Perper and Cornog described Skuld as being ""somewhat bratty" - a view that is in keeping with her behavior throughout the series. Skuld started as very defensive of Belldandy and interpreted anyone having any kind of intimate relationship with her as an attempt to steal Belldandy from her. She and Banpei repeatedly placed restrictions to limit Belldandy's and Keiichi's relationship. For a brief while it was also implied that Skuld had a crush on Keiichi; the second special episode of the first TV series (where she's grown up for a day) explored this angle by placing Skuld and Keiichi in situations where they appear as a couple. Over time ground rules have been worked out and there haven't been any recent episodes of relationship restriction enforcement.

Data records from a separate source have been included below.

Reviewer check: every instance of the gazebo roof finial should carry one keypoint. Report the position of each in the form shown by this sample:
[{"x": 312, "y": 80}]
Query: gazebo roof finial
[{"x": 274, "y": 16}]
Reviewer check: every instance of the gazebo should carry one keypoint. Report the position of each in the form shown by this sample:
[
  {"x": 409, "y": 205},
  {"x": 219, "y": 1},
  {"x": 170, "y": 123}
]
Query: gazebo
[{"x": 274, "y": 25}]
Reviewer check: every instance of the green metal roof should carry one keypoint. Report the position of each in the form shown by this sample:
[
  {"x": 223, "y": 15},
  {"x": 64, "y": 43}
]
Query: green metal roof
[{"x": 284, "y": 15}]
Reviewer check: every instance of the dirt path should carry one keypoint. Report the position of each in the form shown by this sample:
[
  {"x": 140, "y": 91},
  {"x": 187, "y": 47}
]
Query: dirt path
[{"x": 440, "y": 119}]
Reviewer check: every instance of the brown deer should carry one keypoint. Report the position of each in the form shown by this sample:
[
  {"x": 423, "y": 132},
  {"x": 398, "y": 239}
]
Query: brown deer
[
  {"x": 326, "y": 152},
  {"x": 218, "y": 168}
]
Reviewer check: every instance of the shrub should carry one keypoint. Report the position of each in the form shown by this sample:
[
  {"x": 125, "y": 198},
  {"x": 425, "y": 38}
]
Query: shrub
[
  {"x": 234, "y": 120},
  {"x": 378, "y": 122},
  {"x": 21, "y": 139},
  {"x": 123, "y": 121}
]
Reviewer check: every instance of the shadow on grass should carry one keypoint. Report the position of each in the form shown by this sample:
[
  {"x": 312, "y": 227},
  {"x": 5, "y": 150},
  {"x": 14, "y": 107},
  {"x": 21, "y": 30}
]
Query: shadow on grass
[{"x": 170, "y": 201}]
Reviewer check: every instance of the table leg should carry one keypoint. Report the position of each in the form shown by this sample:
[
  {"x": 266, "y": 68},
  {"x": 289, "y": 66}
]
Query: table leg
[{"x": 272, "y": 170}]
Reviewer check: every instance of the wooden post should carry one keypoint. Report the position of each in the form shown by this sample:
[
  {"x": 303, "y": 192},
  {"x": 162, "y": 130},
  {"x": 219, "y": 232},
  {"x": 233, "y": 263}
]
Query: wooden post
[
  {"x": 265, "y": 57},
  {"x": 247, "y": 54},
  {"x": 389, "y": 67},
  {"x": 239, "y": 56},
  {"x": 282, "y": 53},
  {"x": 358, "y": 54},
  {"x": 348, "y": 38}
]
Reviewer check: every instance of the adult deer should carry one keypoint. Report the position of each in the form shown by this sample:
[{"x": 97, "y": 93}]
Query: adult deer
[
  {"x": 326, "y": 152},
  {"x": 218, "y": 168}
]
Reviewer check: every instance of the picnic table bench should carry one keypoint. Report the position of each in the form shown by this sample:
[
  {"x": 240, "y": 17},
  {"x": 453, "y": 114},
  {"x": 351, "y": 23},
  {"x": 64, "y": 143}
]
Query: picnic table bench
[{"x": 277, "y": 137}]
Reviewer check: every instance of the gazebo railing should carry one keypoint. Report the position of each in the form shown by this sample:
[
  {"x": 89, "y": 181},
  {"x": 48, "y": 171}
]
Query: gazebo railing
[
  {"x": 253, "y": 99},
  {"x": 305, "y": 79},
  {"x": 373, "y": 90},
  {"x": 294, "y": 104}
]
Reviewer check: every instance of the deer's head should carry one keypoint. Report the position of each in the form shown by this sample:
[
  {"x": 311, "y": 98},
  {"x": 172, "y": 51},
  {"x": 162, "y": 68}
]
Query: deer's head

Skuld also doesn't appear to get along with her oldest sister, Urd perhaps because Urd is somewhat the opposite of Belldandy. However, it is slowly revealed that Skuld and Urd share a complex love-hate relationship, and so even when they are gambling violently over rights to the television, it is obvious that they are "the very best of friends."

Being the inventor that she is, Skuld loves anything technical, but hates inefficiencies, flawed creations, and useless mechanics. This is Urd's favorite way of punishing Skuld whenever she touches or breaks any of Urd's potions and such, by making her create gadgets that do absolutely nothing useful. She has a tendency to get carried away fixing or improving anything she sees inefficient. Even when her original intention is to destroy it, she always ends up with something much better (usually more destructive). Most of her inventions, more often than not, have extra functions that make situations more complicated, including a self-destruct device in almost everything (including her Robot Wars robot...).

Like Chihiro Fujimi, Skuld has a weakness for cute things, albeit a different kind of cute. She squeals at things like plushies, cute animals and cute stuff, but also mechanical equipment and tools.